Being the father of a 3 year old, we watch a fair amount of animation in our house. You hear of social critics bewailing the pernicious effect of tv and cartoons on children, yet it’s really the parents we should all be worrying about. As soon as I heard the phrase ‘data mining’, the first thing which entered my mind was, “we dig, dig, dig, dig, dig, dig, dig, in a mine the whole day through”. Unlike the dwarfs however, it’s not diamonds we’re after, but gems of information and meaning in big data.

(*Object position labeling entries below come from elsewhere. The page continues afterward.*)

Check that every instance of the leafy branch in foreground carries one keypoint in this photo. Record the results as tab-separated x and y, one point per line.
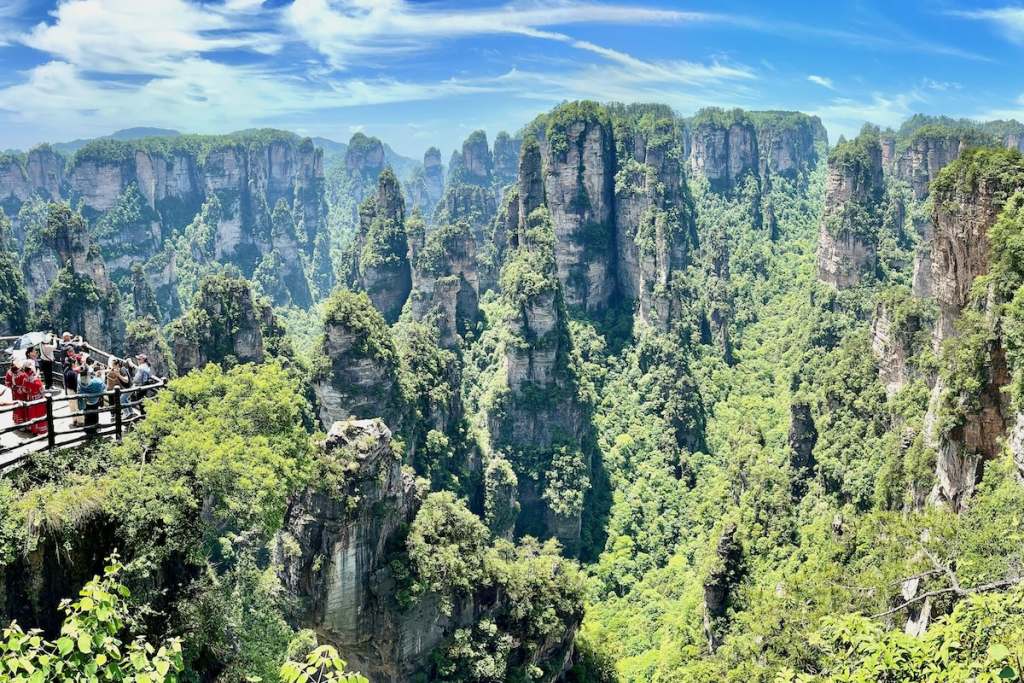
321	666
89	647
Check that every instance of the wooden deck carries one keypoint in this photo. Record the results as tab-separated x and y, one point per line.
16	445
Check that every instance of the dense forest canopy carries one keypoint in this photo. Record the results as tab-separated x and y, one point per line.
625	395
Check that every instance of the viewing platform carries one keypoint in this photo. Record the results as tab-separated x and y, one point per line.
115	417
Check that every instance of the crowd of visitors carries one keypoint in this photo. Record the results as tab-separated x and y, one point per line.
85	380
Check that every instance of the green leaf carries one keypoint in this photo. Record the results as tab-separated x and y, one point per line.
998	652
65	645
163	666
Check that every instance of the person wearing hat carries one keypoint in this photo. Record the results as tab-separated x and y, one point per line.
143	376
91	392
8	382
33	388
73	371
17	389
47	351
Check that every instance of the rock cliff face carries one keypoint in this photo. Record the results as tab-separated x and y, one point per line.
68	282
579	182
358	372
967	421
40	172
898	332
723	151
506	162
538	421
852	217
470	193
788	142
334	556
365	157
427	186
382	249
921	162
654	226
963	213
138	195
445	288
225	323
341	542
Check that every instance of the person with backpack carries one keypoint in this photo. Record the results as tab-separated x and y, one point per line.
143	376
91	393
47	350
73	371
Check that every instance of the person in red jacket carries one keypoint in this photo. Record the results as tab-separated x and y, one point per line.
33	384
17	391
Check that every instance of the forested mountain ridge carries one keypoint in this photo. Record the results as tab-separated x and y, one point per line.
666	398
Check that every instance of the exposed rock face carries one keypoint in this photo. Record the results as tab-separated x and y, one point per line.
143	336
719	584
1016	442
723	152
68	282
654	226
848	237
787	142
961	220
428	184
506	158
540	414
225	323
333	555
921	162
445	288
365	157
476	164
579	184
139	196
336	551
471	194
969	196
40	172
894	342
359	372
383	249
803	437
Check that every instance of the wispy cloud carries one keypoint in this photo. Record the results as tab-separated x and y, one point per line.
342	30
132	37
1010	20
846	115
822	81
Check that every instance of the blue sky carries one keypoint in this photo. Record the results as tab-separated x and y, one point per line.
418	73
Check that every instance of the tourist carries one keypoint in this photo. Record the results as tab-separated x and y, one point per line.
72	373
91	391
66	350
46	349
117	376
33	387
8	390
17	390
143	376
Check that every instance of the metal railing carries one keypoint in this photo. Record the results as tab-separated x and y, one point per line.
123	413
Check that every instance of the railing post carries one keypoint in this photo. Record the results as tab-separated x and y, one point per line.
51	428
118	424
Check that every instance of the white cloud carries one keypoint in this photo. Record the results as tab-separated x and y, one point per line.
138	38
844	116
1010	20
822	81
343	29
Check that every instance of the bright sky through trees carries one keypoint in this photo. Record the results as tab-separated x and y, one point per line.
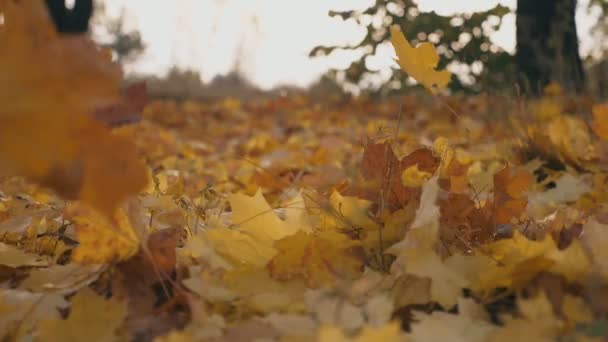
269	40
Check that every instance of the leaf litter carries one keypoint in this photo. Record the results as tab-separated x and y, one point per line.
296	218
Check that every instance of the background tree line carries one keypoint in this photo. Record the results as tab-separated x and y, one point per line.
547	45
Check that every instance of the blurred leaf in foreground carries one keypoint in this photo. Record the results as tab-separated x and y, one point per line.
46	130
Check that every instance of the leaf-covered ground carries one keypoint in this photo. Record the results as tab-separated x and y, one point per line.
413	218
300	219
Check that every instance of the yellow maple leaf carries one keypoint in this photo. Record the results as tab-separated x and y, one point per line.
413	177
471	324
419	62
538	323
91	316
320	258
258	227
600	120
255	217
390	332
101	240
46	131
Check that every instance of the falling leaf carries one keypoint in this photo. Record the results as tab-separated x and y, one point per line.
419	62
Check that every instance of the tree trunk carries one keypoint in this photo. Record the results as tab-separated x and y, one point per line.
547	45
75	20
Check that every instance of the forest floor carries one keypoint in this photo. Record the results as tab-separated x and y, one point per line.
288	219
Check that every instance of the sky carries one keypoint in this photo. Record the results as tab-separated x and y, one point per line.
269	40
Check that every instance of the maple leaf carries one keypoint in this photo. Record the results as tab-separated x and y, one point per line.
565	138
15	305
101	240
14	257
510	200
321	258
258	228
109	315
470	324
46	132
600	121
419	62
537	324
390	332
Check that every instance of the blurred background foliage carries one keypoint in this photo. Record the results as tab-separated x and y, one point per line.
462	41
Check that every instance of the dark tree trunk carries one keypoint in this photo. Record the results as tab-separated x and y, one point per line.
547	45
75	20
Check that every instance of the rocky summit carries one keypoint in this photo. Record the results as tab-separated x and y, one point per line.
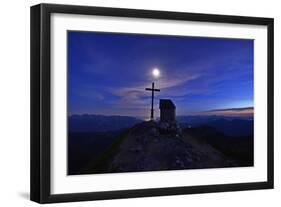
151	145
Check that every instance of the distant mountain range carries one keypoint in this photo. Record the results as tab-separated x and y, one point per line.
230	126
100	123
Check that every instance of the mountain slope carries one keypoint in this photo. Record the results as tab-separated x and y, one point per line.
145	147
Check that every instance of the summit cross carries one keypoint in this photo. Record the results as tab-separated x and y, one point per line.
152	89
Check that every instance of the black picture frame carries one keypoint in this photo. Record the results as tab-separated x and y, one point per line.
41	95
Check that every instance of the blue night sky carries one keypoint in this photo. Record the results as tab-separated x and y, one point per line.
108	72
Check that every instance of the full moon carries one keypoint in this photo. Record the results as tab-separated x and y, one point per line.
155	72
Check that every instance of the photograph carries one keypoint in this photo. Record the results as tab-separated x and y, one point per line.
155	102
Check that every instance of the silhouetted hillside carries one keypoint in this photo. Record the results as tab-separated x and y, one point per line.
148	146
238	148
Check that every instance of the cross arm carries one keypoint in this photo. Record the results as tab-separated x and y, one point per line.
150	89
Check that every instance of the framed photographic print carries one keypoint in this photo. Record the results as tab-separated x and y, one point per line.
132	103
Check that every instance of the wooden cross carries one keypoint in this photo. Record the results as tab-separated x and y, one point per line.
152	89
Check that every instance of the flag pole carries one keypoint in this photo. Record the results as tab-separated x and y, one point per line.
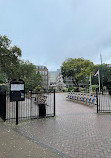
101	73
99	82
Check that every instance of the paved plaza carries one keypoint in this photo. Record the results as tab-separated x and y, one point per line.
77	131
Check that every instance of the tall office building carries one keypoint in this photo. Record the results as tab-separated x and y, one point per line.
44	73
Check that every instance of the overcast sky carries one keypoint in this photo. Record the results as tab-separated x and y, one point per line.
50	31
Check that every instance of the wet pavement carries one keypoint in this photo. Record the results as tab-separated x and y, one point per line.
77	131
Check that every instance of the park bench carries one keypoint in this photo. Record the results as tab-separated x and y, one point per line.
89	99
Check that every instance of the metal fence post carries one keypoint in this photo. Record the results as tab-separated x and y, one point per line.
54	102
16	112
97	98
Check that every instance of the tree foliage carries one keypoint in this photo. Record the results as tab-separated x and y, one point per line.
78	68
9	57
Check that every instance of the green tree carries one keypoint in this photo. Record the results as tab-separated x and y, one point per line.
79	69
9	57
2	78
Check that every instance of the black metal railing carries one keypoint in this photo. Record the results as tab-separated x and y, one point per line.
3	105
36	105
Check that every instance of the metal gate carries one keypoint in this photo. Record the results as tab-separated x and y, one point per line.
36	105
3	105
103	102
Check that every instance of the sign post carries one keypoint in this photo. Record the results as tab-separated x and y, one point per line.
17	93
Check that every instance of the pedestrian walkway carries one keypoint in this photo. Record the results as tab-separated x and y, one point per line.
14	145
77	131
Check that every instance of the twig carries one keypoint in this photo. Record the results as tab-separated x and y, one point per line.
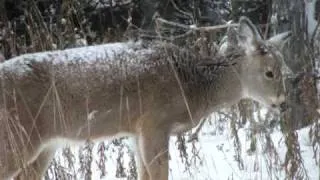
194	27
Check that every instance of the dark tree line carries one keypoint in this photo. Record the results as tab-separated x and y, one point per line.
37	25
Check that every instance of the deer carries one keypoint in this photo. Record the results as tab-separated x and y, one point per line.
149	90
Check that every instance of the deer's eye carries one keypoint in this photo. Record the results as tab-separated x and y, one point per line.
262	50
269	74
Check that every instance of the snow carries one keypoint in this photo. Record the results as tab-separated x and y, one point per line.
89	54
217	156
312	23
216	143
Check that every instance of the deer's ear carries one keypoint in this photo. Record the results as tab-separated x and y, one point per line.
279	40
248	34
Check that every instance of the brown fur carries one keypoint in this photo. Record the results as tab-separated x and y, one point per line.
163	92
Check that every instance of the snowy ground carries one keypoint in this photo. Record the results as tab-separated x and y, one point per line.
217	156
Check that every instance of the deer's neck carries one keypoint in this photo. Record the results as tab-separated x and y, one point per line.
210	83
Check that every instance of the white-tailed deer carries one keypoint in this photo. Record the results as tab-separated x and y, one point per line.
151	90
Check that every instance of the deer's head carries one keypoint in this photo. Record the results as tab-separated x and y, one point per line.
262	69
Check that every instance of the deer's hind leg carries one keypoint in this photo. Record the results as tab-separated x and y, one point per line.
153	145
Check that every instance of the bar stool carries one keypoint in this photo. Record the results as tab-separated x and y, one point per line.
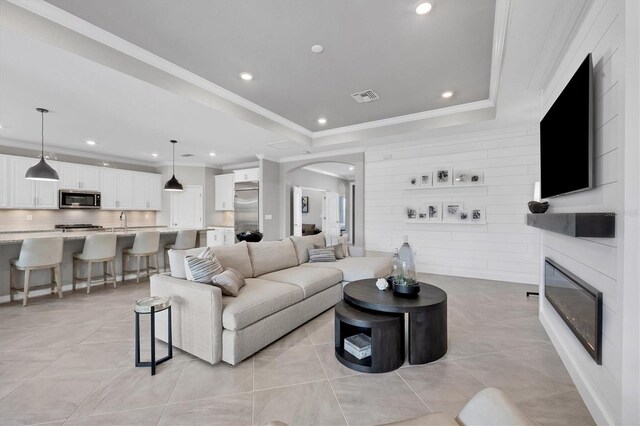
97	248
37	253
145	244
185	239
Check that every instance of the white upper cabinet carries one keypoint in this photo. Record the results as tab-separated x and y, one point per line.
224	192
246	175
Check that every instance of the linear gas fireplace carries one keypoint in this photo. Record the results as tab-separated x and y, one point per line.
578	304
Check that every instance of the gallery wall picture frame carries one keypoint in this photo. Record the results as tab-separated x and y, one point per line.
443	176
426	179
434	212
451	211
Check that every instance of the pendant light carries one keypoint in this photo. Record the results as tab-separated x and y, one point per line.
42	171
173	184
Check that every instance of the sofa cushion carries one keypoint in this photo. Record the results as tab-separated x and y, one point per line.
311	281
236	257
358	268
269	256
303	244
257	300
176	260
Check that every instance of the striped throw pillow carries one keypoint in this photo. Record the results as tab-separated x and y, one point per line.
327	254
201	270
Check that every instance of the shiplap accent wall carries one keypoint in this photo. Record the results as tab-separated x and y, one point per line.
596	261
502	249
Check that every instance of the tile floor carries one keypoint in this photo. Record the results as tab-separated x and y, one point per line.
71	362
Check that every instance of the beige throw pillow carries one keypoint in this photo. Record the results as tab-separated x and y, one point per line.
230	282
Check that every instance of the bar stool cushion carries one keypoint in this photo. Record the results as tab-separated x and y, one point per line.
38	252
98	246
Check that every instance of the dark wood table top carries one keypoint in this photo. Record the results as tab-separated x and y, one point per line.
365	294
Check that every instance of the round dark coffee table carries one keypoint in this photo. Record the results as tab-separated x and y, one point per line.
427	315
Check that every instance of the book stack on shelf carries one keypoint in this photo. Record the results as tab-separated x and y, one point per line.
358	345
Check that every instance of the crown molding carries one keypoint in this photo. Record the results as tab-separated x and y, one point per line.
71	152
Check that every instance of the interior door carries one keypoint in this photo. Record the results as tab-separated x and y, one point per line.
331	216
186	207
297	211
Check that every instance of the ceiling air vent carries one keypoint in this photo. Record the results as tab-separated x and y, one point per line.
366	96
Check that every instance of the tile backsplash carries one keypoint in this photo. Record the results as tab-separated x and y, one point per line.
18	220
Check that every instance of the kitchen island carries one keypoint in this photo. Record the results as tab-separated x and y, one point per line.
10	243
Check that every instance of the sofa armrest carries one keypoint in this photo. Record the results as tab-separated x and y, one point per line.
196	316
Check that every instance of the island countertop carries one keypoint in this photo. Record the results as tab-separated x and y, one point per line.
13	237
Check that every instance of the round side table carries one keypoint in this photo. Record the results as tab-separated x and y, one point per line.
151	306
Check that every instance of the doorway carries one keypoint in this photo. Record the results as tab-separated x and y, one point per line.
186	208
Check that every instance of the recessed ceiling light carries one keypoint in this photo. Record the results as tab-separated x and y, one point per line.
423	7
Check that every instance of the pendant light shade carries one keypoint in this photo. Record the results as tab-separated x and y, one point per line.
173	184
42	171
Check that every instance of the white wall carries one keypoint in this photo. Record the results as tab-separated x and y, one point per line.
597	261
503	249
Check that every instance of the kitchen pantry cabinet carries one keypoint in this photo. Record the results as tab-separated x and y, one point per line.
247	175
30	194
224	192
78	176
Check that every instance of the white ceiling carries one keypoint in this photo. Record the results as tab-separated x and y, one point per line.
132	104
409	60
340	170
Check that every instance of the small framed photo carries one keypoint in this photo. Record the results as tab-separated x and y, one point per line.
477	215
442	176
434	212
462	177
476	177
426	179
452	210
464	216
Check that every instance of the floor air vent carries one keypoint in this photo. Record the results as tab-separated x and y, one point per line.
366	96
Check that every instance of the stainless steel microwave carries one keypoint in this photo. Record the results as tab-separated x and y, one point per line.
72	199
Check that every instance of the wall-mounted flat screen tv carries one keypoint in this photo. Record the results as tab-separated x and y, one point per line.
566	137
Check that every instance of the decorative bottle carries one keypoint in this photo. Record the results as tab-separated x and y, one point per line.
407	264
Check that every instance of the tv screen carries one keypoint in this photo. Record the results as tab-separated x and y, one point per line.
566	135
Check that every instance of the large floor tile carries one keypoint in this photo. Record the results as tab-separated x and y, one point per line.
565	409
377	399
141	417
130	388
87	357
519	381
223	410
200	380
282	367
306	404
443	386
48	399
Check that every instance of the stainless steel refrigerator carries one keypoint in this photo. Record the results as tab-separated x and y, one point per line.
246	206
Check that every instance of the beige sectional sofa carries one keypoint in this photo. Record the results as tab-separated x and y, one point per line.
282	292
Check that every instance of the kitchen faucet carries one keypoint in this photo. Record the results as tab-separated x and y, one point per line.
123	215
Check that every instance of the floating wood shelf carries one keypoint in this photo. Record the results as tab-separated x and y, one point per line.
592	225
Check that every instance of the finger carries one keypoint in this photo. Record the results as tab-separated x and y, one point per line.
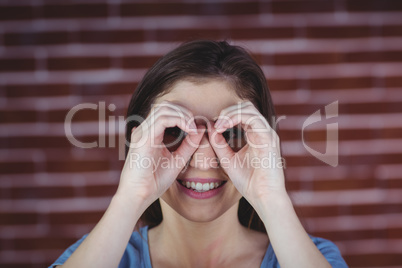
166	106
188	147
163	122
219	145
225	113
247	120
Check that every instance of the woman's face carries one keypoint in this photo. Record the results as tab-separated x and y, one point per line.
214	193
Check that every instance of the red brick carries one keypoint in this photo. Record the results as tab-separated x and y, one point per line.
373	5
17	167
76	166
75	11
338	31
111	37
138	62
17	116
16	12
15	218
37	90
17	65
39	38
205	9
341	83
86	217
78	63
304	6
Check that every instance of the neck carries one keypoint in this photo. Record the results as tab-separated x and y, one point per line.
199	244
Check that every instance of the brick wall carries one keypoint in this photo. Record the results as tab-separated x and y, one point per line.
55	55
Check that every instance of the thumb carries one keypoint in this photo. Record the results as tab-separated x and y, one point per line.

In the pre-digital age, text analysis was a long manual process and there were human limits as to how many texts could be read and compared. Nowadays however, there exists a vast digital corpora and the technology to search, read and analyse it. This automated process is usually referred to as Data Mining.Data Mining presents tremendous opportunities to the researcher, and in our lecture this week, Ulrich Tiedau, Associate Director of the Centre for Digital Humanities at UCL, illustrated this to our class by showing its application to the Digital Humanities. He explained how he and his colleagues were examining Asymetrical Encounters between Reference Cultures and those of the Low Countries (Belgium, Netherlands and Luxembourg). It’s a study of six countries over two centuries, and relies on analysing long runs of data contained within digitised newspaper collections. A new text mining tool called Texcavator has been developed in order to search through the Dutch Digital Library, Europeana (a collection of digitised European newspapers) and other collections.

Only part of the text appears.